At Tasowheel, collaboration with local universities is a strategic tool for generating new knowledge and staying in the front row of development. Student projects and theses play an important role in collaboration.

Recently, computer science student Santeri Kuusisto’s master’s thesis about forecasting raw material demand in the manufacturing industry was published at Tampere University. As part of his research project, Santeri designed a neural network-based forecast tool for predicting the total demand for raw materials. His passion for machine learning and forecasting, together with long co-operation with Tasowheel, inspired Santeri to start creating a practical solution that would bring real value to the company.

For production manager Mikael Mäkinen, the number one objective was to have a forecasting tool that would help Tasowheel give their suppliers more accurate and on-time estimates of upcoming material needs. Machine learning seemed to open up new possibilities of which he was eager to learn more. Good experiences with Santeri developing Tasowheel’s reporting convinced him that he was the right person to do the job.

Let’s find out how Santeri succeeded!

How does neural network-based forecasting work?

Neural networks are a set of algorithms that are designed to recognize patterns. We upload data input, such as the historical data of the raw material demand, the number of products using the raw material in question, and the company’s turnover. All data is directly gathered from the enterprise resource planning system, and the final forecasts are visualized with Power BI.

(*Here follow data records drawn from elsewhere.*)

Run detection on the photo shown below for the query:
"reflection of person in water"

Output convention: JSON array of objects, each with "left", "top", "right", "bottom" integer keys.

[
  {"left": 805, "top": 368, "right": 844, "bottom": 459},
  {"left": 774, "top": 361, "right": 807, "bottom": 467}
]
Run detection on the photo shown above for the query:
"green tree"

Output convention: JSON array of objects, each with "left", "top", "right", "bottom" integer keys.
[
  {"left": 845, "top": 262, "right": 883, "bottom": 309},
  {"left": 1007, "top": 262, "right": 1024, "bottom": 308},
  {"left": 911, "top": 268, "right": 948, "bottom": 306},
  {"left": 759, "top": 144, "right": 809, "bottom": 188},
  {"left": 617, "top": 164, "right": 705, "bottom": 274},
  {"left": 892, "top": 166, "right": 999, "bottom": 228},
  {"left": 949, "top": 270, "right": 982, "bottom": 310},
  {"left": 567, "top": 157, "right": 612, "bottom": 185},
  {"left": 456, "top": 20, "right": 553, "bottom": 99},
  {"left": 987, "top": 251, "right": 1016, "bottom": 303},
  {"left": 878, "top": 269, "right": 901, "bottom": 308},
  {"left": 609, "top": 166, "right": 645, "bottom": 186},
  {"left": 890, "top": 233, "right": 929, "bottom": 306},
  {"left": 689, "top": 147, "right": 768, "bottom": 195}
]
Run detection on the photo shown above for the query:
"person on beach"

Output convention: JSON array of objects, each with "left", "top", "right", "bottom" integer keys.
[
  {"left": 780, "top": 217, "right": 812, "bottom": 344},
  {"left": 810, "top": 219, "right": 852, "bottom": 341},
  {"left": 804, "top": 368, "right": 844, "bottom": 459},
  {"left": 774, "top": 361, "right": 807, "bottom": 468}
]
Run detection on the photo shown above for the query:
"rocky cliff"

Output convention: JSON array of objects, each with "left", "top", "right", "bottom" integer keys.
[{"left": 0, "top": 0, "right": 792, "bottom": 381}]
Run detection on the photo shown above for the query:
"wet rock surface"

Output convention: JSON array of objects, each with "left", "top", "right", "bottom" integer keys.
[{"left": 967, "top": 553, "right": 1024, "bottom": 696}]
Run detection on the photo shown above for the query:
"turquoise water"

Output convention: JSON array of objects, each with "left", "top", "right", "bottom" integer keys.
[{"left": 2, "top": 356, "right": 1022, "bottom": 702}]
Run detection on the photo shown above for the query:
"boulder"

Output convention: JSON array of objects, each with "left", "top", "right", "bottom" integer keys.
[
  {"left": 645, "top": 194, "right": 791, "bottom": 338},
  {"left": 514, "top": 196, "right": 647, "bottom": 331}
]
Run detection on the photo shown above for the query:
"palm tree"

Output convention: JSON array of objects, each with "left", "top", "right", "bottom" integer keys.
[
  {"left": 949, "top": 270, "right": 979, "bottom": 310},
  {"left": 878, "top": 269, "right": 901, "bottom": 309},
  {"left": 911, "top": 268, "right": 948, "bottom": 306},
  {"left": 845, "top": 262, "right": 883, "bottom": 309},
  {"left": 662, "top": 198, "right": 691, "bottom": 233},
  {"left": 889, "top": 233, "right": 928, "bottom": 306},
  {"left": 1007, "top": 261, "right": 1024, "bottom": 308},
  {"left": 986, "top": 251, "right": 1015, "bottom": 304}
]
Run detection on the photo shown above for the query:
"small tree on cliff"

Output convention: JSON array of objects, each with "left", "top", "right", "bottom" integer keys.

What is the key take-away from your research?

Neural networks tend to produce much more accurate forecasts than estimating techniques that are based on the previous period’s actuals, i.e. naive forecasts. In other words, the prognoses turned out very good!

How can a manufacturing company benefit from your forecast tool?

The end-users are purchasing managers responsible for procuring raw materials. This will give them a tool to forecast the optimum level of raw materials inventory and, ideally, lead to more efficient inventory management.

What makes raw material forecasting tricky?

There is a great monthly variation in raw material demand, so even a good forecast may have an average error of more than ten percent.

Could the forecast tool be developed further?

The tools that we used are suitable for creating prognoses within neural networks, but their calculation time was rather long. If there is more data to be analyzed it might be recommended to use cloud-based calculation services for making shorter calculation times.

Now that the forecast tool is in use, what will be your next steps?

First, it will be interesting to see if the forecasts bring more efficiency to inventory management. The next step will be to investigate how richer input data, such as an index of general economic conditions, affect forecast accuracy.